A hatchet job to begin the week

And the best kind, since it contains links to many other entertaining hatchet jobs (complimentary) on airport phrasemaker Malcolm Gladwell:
The Washington Post: Malcolm Gladwell’s new book rehashes “The Tipping Point”
I wrote a review of Malcolm Gladwell’s new book Revenge of the Tipping Point: Overstories, Superspreaders, and the Rise of Social Engineering for The Washington Post. I concurred with critics at The New York Times and The Atlantic that it’s not a very good book.
But Revenge is not an isolated blunder. This is the eighth of his eight problematic books, as illustrated by critics’ truly damning reviews:
- Outliers: The Nation: “Gladwell for Dummies”, Isaac Chotiner’s The New Republic: “Mister Lucky”, If Books Could Kill podcast, the blogger critique on Gladwell’s “ethnic theory of plane crashes”

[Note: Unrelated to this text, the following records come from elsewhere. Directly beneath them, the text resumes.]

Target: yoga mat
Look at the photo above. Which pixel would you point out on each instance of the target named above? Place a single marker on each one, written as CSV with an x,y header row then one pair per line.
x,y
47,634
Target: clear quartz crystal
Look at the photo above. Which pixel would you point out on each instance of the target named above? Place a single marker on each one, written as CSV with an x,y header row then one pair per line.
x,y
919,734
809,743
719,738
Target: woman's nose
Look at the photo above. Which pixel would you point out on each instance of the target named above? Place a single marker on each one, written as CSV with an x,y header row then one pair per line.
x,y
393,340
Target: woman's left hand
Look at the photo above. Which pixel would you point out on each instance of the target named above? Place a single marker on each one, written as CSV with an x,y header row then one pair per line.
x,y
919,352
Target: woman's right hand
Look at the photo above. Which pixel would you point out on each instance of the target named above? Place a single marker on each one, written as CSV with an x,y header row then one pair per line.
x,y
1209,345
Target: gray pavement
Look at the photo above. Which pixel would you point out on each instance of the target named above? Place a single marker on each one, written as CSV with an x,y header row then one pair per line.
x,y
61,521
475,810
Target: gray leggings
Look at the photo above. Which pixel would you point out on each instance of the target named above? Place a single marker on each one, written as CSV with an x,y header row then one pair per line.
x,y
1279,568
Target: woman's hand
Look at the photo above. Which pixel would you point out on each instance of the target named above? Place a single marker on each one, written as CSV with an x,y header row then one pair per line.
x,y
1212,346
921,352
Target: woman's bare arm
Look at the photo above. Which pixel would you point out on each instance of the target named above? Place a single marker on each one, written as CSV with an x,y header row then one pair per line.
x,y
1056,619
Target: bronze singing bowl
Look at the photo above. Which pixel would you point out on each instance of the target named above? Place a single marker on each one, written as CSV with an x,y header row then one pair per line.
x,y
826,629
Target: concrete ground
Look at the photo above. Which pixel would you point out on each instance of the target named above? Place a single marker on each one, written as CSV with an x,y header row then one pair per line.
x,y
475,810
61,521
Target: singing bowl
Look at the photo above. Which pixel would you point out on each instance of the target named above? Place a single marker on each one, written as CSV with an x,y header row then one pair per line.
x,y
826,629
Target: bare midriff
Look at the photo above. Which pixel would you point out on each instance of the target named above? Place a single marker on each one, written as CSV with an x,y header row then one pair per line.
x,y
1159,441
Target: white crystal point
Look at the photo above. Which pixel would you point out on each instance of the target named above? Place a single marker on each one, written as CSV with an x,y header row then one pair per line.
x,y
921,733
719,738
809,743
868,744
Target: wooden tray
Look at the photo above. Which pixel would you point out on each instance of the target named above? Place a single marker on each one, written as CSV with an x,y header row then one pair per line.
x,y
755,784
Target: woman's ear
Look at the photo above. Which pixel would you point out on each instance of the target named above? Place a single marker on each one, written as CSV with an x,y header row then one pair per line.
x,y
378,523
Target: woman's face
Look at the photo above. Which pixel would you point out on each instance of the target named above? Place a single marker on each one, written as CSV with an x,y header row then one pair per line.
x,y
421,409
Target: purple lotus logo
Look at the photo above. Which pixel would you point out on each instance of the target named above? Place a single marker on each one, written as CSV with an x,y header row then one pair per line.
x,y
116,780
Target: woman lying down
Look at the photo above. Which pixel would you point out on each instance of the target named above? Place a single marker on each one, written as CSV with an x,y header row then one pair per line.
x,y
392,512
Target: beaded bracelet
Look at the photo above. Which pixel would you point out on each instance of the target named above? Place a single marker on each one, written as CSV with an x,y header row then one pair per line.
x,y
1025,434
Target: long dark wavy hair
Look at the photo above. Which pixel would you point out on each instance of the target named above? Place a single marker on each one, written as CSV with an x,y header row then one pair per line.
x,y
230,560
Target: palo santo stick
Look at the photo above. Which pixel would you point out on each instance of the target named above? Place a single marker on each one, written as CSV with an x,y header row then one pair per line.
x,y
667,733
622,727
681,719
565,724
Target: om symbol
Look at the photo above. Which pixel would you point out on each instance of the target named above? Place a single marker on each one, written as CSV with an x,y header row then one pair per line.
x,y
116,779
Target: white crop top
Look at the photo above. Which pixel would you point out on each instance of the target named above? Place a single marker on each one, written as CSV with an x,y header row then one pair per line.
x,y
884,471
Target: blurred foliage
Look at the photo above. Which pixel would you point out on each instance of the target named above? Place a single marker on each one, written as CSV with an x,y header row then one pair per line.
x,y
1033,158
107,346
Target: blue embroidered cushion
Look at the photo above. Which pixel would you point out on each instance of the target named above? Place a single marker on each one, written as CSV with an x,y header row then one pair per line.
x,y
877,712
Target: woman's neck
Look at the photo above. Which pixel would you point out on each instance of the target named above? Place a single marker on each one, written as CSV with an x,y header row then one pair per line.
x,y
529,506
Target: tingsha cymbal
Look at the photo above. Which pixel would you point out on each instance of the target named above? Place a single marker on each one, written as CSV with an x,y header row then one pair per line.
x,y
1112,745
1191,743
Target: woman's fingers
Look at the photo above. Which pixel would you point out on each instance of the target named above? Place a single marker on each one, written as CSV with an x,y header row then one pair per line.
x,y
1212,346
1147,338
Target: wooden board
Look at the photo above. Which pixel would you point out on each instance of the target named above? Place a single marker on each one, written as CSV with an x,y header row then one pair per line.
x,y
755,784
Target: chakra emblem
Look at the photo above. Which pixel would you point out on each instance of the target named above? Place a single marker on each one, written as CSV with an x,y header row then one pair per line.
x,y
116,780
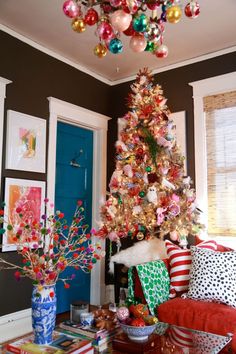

- What the Dog Saw: Steven Pinker in The New York Times
- Talking to Strangers: The Atlantic: “Malcolm Gladwell Reaches His Tipping Point”
- The Bomber Mafia: The Baffler: “Narrative Napalm (Malcolm Gladwell’s apologia for American butchery), The New Republic: “Malcolm Gladwell’s Fantasy of War From the Air”
All nonfiction writers can end up writing incorrect or controversial things, but why does every Gladwell book push half-formed and inaccurate theories? For years, my loose feeling about Gladwell was that he writes like someone who doesn’t care about being correct, which is not a way I would describe any other author I’ve encountered. There is something uniquely odd about his work.
Picking on Gladwell, however, is a bit of a cliché, and I am often advised to keep quiet for a wide range of professional reasons. But he’s unstoppable and incorrigible, and I don’t believe he’s harmless. As The New York Times notes, “Business mavens, political leaders and ordinary strivers in both those fields treated [The Tipping Point] like a Bible, mining it for insights on how to make their own products and pitches spread.”
The last point it the really depressing one.